Search
Carol McDonald

Tips and Best Practices to Take Advantage of Spark 2.x

July 8, 2020

Original post information:

"authorDisplayName": "Carol McDonald",
"publish": "2019-02-05T07:00:00.000Z",
"tags": "spark"

Editor’s Note: MapR products referenced are now part of the HPE Ezmeral Data Fabric.

With Apache Spark 2.0 and later versions, big improvements were implemented to enable Spark to execute faster, making lot of earlier tips and best practices obsolete. This blog post will first give a quick overview of what changes were made and then some tips to take advantage of these changes.

Project Tungsten

Tungsten is the code name for the Spark project that makes changes to Apache Spark’s execution engine, focusing on improvements to the efficiency of memory and CPU usage. Tungsten builds upon ideas from modern compilers and massively parallel processing (MPP) technologies, such as Apache Drill, Presto, and Apache Arrow. Spark 2.x improvements include:

  • To reduce JVM object memory size, creation, and garbage collection processing, Spark explicitly manages memory and converts most operations to operate directly against binary data.
  • Columnar layout for memory data avoids unnecessary I/O and accelerates analytical processing performance on modern CPUs and GPUs.

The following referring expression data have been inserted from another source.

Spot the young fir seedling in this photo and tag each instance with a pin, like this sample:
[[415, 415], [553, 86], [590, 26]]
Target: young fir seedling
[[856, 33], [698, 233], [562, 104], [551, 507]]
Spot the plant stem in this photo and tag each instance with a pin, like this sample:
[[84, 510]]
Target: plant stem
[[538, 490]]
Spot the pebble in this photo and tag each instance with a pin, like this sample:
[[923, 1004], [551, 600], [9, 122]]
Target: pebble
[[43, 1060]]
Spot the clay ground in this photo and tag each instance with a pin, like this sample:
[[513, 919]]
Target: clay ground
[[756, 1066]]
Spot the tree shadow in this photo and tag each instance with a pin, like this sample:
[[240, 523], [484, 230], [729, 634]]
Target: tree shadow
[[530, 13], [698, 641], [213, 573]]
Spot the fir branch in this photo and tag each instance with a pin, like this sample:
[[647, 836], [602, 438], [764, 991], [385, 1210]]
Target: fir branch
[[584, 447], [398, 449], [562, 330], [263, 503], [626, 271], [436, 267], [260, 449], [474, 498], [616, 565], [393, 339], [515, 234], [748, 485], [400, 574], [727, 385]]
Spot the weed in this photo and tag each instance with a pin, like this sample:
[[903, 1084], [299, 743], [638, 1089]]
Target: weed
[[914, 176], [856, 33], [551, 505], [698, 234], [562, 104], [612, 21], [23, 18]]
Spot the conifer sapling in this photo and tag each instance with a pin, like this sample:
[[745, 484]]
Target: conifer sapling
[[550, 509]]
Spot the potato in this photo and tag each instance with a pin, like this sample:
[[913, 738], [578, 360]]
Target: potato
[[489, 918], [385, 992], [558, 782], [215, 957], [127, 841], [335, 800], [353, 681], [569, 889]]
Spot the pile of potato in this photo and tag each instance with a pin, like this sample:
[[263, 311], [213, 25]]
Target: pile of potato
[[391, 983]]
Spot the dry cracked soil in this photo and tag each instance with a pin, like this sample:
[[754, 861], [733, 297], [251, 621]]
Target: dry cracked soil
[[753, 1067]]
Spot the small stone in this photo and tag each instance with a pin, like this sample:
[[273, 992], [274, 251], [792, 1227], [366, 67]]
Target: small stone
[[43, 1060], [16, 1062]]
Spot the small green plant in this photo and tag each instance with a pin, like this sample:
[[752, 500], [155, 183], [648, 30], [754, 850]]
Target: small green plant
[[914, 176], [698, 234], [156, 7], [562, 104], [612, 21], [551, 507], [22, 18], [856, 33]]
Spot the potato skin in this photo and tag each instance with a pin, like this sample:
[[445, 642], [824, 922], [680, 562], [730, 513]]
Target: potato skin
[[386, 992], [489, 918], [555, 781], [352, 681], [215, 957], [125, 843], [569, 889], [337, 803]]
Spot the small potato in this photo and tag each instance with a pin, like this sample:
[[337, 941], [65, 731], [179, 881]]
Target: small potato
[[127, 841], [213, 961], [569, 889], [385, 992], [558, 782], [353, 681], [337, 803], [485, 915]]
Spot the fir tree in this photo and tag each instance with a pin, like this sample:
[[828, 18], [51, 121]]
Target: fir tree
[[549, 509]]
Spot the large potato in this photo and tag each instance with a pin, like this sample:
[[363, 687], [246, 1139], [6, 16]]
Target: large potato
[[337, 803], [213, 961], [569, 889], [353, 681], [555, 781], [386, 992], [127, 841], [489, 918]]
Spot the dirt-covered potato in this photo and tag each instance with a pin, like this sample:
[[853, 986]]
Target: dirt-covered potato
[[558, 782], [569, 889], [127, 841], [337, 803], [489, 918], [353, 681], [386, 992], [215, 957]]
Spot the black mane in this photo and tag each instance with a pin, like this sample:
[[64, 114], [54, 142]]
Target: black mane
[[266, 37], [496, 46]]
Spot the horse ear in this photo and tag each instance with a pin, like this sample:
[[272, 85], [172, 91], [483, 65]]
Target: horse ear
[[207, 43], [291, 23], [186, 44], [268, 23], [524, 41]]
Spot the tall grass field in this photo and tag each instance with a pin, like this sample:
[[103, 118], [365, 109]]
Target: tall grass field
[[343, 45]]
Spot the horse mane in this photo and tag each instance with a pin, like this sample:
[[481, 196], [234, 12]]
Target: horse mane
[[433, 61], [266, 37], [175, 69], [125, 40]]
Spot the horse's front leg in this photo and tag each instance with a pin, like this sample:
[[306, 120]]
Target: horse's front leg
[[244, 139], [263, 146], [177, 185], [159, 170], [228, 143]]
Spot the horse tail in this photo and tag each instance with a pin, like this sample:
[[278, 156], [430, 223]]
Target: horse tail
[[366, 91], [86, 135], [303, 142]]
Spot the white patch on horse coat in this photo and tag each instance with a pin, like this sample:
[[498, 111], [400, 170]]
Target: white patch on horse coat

  • Vectorization allows the CPU to operate on vectors, which are arrays of column values from multiple records. This takes advantage of modern CPU designs, by keeping all pipelines full to achieve efficiency.

  • To improve the speed of data processing through more effective use of L1/ L2/L3 CPU caches, Spark algorithms and data structures exploit memory hierarchy with cache-aware computation.

  • Spark SQL’s Catalyst Optimizer underpins all the major new APIs in Spark 2.0 and later versions, from DataFrames and Datasets to Structured Streaming. The Catalyst optimizer handles: analysis, logical optimization, physical planning, and code generation to compile parts of queries to Java bytecode. Catalyst now supports both rule-based and cost-based optimization.

  • Spark SQL “Whole-Stage Java Code Generation” optimizes CPU usage by generating a single optimized function in bytecode for the set of operators in a SQL query (when possible), instead of generating iterator code for each operator.

Tips for Taking Advantage of Spark 2.x Improvements

Use Dataset, DataFrames, Spark SQL

In order to take advantage of Spark 2.x, you should be using Datasets, DataFrames, and Spark SQL, instead of RDDs. Datasets, DataFrames, and Spark SQL provide the following advantages:

  • Compact columnar memory format
  • Direct memory access
  • Reduced garbage collection processing overhead
  • Catalyst query optimization
  • Whole-stage code generation

When possible, use Spark SQL functions – for example, to_date(), hour() – instead of custom UDFs in order to benefit from the advantages above.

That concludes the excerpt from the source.